Setelah proses lelang dikondisikan, Firli mengatakan, Marthen dan Teguh melaksanakan penandatangan kontrak pembangunan Gereja Kingmi Mile 32 dengan nilai kontrak Rp 46 miliar.
Untuk pelaksanaan pekerjaan, Teguh kemudian men-subkontrakkan seluruh pekerjaan pembangunan gedung Kingmi Mile 32 ke beberapa perusahaan berbeda, salah satunya PT Kuala Persada Papua Nusantara tanpa adanya perjanjian kontrak dengan pihak Pemkab Mimika.
Namun hal ini diketahui Eltinus.
"PT KPPN (Kuala Persada Papua Nusantara) kemudian menggunakan dan menyewa peralatan PT NKJ dimana EO masih tetap menjabat sebagai Komisarisnya," ungkap Firli.
Dalam perjalanannya, progres pembangunan Gereja Kingmi Mile 32 tidak sesuai dengan jangka waktu penyelesaian sebagaimana kontrak, termasuk adanya kurang volume pekerjaan, padahal pembayaran pekerjaan telah dilakukan.
Firli mengatakan, seluruh perbuatan para tersangka bertentangan dengan ketentuan Peraturan Presiden Nomor 54 Tahun 2010 tentang Pengadaan Barang dan Jasa Pemerintah.
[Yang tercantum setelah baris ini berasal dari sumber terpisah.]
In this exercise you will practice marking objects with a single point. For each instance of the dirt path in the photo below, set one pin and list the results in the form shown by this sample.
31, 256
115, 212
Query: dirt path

Akibat perbuatan para tersangka, mengakibatkan timbulnya kerugian keuangan negara setidaknya sejumlah sekira Rp 21,6 miliar dari nilai kontrak Rp 46 miliar.
"Dari proyek ini, EO diduga turut menerima uang sejumlah sekitar Rp 4,4 miliar," kata Firli.
Atas perbuatannya, para tersangka disangkakan melanggar Pasal 2 ayat (1) atau Pasal 3 UU 31/1999 sebagaimana telah diubah dengan UU 20/2001 tentang Perubahan Atas UU 31/1999 tentang Pemberantasan Tindak Pidana Korupsi juncto Pasal 55 ayat (1) ke-1 KUH Pidana.
Sumber: (Tribun Sulbar) (Kompas.com) (riau.bpk.go.id) (TribunJabar) (Tribun Papua)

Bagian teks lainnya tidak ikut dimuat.